In the absence of frustration, tension is generated by leaps of faith and an army of soldiers that want you really damn dead. Shooting is built around a cover system and is surrounded by great level design and enough enemy diversity to make players think tactically about their next move. You have the option of stealth, firearms, and thanks to enemies that react to where they think you are, a combination of both. And even with a weapon system that relies on the “one primary, one secondary” concept I dread, it fits within the context of a game where enemies do their best to flank and snuff you out from positions you’ve taken.

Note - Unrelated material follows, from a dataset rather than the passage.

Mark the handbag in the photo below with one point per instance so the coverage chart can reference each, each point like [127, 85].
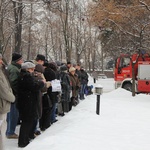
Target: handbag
[46, 101]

Yes, Modern Warfare 2 will be the people’s Game of the Year, but I expect Playstation 3 fans will have objections. Uncharted 2 will go down as one of the greatest games of the decade and it is very possible, should Sony ever regain its throne, that the game will be acknowledged as a turning point in the company’s misfortune.
***** of *****


November 11th, 2009 at 12:44 am
8 hours long, no replayability, graphics inferior to Crysis, AI inferior to FEAR, shooting inferior to everything (console FPS lol), monotonous platforming, regenerating health cover system casual game #23490235.
Verdict: 4/10
November 11th, 2009 at 2:07 am
lol mccain
November 11th, 2009 at 2:35 am
Sony #1
November 11th, 2009 at 7:27 am
I don’t think I’ll play it soon, but it’s definitely in my list.
Though I love the challenge that MGS games suppose. It makes you earn the plot.
November 11th, 2009 at 9:49 am
I’ll port it. I will refrain from calling what I’ve seen of it “one of the greatest games of the decade” until ME2 throws its punch on 1/26. Can’t fucking wait.